ご一緒したのは穂高サン@【Novelism】
演目は、舞囃子『融』、狂言『磁石』、能『巴』
今年で参戦2戦目の夜桜能。昨年はまんまと始めての雨天会場変更にて日比谷公会堂になったので、今年こそはと思っていのですが、見事な春雷。春の嵐――ということで、今年もまた日比谷公会堂でございました。
そんなにワタシに来て欲しくないのか靖国神社!(号泣)<実は、一度も行ったことがない
もともと野外で行われる薪能は、残暑厳しい9月に行われても結構寒いものなのですが、今回は屋内だったけど凄く寒かったです。
でも、あの春嵐の中でもお着物でいらしていた方は本当にあっぱれ!
昨年はS席なれど、引き換えた屋内席の位置が悪く、土蜘蛛の際には地謡の方の背中とワキの背中で舞台の3/2が隠れて見えないという悲しい事態になりましたが、今回はSS席、しかも当日引き換えの最前列に並んだこともあり、たいへん良い席でございました。
狂言『磁石』は初見だったのですが、狂言特有のにやりとさせる話で面白かったです。
そして『巴』――実は、謡本を買っていたにも関わらず、時間がなくて予習が出来なかったという(笑) そのため、ざっとした概略『女性を主役にした唯一の修羅能で、木曾の僧侶が京に行く途中で不思議な里の女と出会いその土地と基礎義仲の縁を聞き、その後、近所の人に義仲と巴のことを聞き、その後の神事での読経の途中に巴の亡霊が現れて、最期の別れの様子と己の悲しみを訴えて去る』ということしか頭に入っていませんでした(がっくり)

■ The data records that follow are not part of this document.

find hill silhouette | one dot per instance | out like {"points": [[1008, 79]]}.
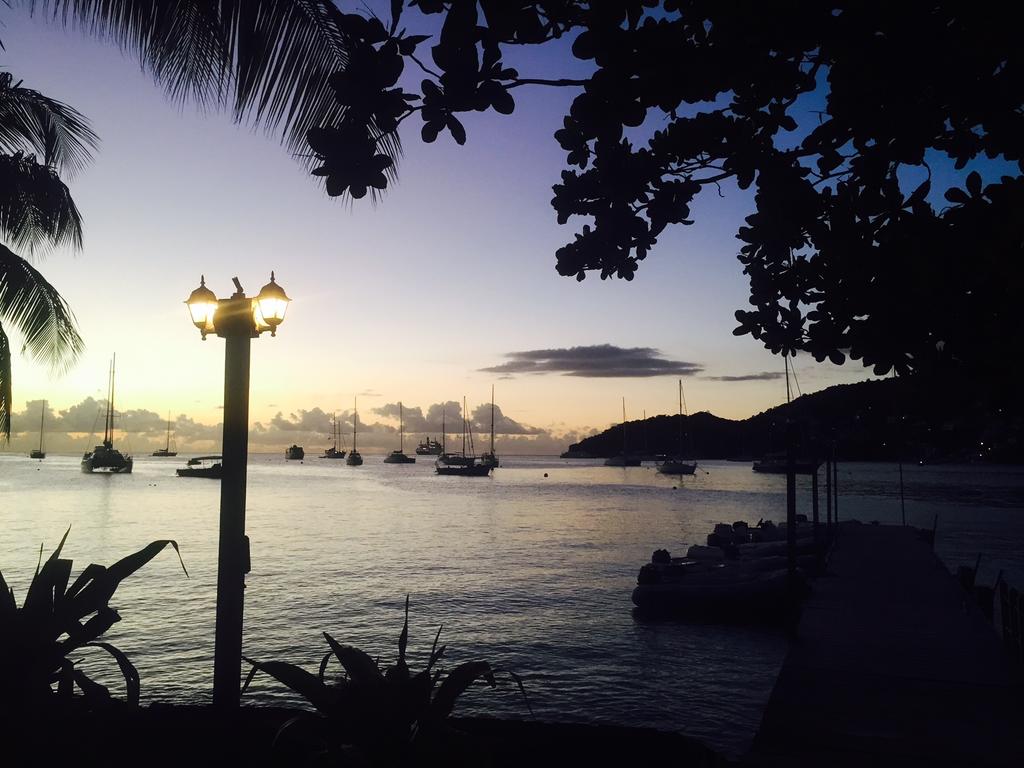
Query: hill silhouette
{"points": [[882, 420]]}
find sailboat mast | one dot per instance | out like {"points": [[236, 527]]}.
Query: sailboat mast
{"points": [[785, 357], [624, 426], [109, 422]]}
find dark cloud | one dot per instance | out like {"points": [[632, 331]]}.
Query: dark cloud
{"points": [[141, 430], [598, 360], [763, 376], [415, 421]]}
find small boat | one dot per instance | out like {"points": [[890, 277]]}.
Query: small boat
{"points": [[491, 458], [39, 453], [354, 458], [334, 452], [463, 464], [203, 466], [624, 459], [721, 591], [105, 458], [166, 451], [398, 457], [677, 465], [775, 464], [429, 446]]}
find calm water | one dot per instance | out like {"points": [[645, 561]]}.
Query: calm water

それでも、後場での「この小袖を木曾に届けなさい」と共に討ち死にすることを許されないときの巴の悔しさと悲しみ、現れた敵を蹴散らして再び義仲の元に戻った時に既に事切れている義仲を見て長刀を打ち捨てて立ちすくむ様子、その後、泣く泣く言われたとおりに落ちていく姿は、なんだか悲しかったです。
装束は戦装束なので、雄々しいのですが、長刀を振るって戦う所作でもなんだか艶やかで女らしいのですよね。
終了後は寒さでガクガクしなから食事をし、解散。
来年こそ夜桜と観たいぞ夜桜能。
二度あることは三度あるのか、三度目の正直なのか、来年を乞うご期待。